Übernahmegewinne werden im Gewerbesteuerrecht bereits seit dem Gesetz zur Änderung des Umwandlungssteuerrechts vom 28.10.1994[9] nicht mehr erfasst (vgl. § 18 Abs. 2 UmwStG 1995 in dieser Fassung). Die Materialien zu diesem Gesetz enthalten zwar -soweit ersichtlich- keine Begründung dafür, weshalb der Gesetzgeber auf die gewerbesteuerrechtliche Erfassung des Übernahmegewinns verzichtet hat. Nach Auffassung des Bundesfinanzhofs besteht der Zweck dieser Regelung aber darin, eine Mehrfachbelastung ein und desselben Gewinns mit Gewerbesteuer -zum einen auf Ebene der übertragenden Kapitalgesellschaft und zum anderen auf Ebene des übernehmenden Rechtsträgers- zu vermeiden[10]. Hierbei handelt es sich um ein legitimes Ziel des Gesetzgebers.

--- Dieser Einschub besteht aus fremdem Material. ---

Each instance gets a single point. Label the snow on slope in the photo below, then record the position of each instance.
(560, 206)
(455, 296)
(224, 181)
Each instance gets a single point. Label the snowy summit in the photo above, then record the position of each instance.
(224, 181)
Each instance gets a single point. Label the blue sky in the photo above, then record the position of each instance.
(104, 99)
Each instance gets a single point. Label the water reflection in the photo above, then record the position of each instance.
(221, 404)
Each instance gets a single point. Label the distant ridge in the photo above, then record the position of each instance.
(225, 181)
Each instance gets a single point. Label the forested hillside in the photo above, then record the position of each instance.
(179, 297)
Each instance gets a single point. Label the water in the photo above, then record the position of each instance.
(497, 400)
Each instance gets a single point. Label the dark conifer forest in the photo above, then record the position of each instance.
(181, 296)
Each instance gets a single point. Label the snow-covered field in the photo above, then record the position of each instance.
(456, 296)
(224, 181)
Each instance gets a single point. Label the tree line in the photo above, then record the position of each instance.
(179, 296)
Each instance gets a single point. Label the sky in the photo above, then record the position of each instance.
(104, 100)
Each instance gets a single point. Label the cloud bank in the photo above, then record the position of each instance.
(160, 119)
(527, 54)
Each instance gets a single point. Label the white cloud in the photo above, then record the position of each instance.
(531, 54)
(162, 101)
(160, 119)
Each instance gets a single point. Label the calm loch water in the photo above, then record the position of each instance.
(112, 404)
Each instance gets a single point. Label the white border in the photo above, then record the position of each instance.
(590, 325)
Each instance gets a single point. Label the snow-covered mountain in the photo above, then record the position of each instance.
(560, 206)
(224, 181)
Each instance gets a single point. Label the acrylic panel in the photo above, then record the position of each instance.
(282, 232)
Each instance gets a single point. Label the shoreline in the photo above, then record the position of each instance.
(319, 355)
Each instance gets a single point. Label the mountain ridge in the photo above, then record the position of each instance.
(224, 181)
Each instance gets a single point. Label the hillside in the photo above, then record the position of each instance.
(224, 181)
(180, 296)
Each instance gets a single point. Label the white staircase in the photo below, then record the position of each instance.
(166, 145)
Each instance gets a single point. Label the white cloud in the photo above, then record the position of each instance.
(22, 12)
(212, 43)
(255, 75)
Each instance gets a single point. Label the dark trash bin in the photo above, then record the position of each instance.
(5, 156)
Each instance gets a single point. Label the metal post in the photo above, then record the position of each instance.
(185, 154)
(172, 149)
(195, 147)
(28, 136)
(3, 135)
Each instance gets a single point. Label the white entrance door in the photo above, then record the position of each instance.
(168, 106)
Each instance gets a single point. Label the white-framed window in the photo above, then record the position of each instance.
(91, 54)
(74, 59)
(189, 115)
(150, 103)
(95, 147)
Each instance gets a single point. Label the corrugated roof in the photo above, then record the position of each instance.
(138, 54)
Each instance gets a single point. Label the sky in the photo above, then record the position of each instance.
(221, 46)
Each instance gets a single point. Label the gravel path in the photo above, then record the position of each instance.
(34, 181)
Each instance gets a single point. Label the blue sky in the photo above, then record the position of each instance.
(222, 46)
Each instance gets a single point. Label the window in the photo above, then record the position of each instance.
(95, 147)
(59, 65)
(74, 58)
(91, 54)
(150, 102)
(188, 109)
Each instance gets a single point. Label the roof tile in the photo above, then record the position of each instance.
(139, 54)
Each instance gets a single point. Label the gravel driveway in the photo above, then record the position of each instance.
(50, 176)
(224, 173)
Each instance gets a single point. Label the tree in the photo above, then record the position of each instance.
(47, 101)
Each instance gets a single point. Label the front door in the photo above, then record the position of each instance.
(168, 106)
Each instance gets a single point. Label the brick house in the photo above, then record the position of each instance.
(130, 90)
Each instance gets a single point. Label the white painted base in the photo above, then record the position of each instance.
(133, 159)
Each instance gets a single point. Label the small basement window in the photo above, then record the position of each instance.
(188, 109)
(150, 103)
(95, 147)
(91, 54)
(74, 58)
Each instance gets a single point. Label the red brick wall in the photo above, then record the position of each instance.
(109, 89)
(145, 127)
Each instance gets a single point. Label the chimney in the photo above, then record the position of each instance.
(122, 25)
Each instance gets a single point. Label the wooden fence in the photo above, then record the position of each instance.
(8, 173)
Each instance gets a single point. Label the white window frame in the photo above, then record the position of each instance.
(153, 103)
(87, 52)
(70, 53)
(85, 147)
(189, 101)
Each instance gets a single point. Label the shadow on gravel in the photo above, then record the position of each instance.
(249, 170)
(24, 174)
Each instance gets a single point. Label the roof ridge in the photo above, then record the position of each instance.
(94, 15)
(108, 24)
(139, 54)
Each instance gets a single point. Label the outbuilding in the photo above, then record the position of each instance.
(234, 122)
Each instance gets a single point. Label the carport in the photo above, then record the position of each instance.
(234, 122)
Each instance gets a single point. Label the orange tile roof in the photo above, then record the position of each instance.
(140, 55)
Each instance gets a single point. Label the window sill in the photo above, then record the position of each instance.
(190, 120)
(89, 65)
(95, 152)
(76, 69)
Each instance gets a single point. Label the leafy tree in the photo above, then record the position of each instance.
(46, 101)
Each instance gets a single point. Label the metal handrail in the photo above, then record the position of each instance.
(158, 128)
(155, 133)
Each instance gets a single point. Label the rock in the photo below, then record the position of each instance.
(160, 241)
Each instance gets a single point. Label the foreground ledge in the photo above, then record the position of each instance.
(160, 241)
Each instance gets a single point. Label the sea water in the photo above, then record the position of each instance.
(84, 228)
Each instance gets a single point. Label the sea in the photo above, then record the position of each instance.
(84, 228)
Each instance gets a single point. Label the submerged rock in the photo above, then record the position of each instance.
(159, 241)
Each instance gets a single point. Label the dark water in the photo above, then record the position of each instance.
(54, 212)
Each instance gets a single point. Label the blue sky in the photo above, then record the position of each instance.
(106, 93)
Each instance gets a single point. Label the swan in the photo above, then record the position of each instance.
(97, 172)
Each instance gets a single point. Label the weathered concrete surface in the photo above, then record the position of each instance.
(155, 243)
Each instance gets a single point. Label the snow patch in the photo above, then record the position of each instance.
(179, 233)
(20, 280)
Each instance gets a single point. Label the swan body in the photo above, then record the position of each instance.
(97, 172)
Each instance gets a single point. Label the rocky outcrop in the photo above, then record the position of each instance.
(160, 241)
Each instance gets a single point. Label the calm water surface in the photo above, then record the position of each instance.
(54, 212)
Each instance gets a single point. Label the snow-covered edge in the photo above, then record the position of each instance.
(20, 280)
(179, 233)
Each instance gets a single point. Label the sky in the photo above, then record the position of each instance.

Wäre der Übernahmegewinn nicht von der Gewerbesteuer freigestellt, ergäbe sich bei einer Verschmelzung der Kapitalgesellschaft auf eine Personengesellschaft oder natürliche Person folgende Situation: Bei vorhandenen stillen Reserven im Vermögen der übertragenden Kapitalgesellschaft entsteht auf Ebene der Kapitalgesellschaft ein (voll) gewerbesteuerpflichtiger Übertragungsgewinn nach § 3 UmwStG 2002, wenn die Kapitalgesellschaft in ihrer Schlussbilanz die Teilwerte ansetzt[11]. Zugleich entsteht beim übernehmenden Rechtsträger -vorausgesetzt er unterliegt der Gewerbesteuer- ein Übernahmegewinn nach § 4 Abs. 4 Satz 1 UmwStG 2002. Seit Einführung des Halbeinkünfteverfahrens (01.01.2001) ist dieser Übernahmegewinn gemäß § 4 Abs. 7 Satz 2 UmwStG 2002 noch immer (in den Grenzen des Halbeinkünfteverfahrens) zu besteuern, wenn er auf eine natürliche Person entfällt[12]. Im Übrigen ist ein Übernahmegewinn in voller Höhe steuerfrei (§ 4 Abs. 7 Satz 1 UmwStG 2002). Bei vorhandenen offenen Reserven im Vermögen der übertragenden Kapitalgesellschaft sind diese bereits mit Gewerbesteuer belastet. Ein gewerbesteuerpflichtiger Übertragungsgewinn kann sich zwar nach § 3 UmwStG 2002 nicht ergeben. Es entsteht aber ein Übernahmegewinn nach § 4 Abs. 4 Satz 1 UmwStG 2002, weil der Buchwert der übernommenen Wirtschaftsgüter (um die offenen Reserven) höher ist als der Buchwert der Anteile[13]. Für die Besteuerung des Übernahmegewinns würde wiederum § 4 Abs. 7 UmwStG 2002 eingreifen.

Nach alledem handelt es sich bei § 18 Abs. 2 UmwStG 2002 weiterhin -jedenfalls soweit der Übernahmegewinn auf eine natürliche Person entfällt- um eine sachliche Steuerbefreiung[14].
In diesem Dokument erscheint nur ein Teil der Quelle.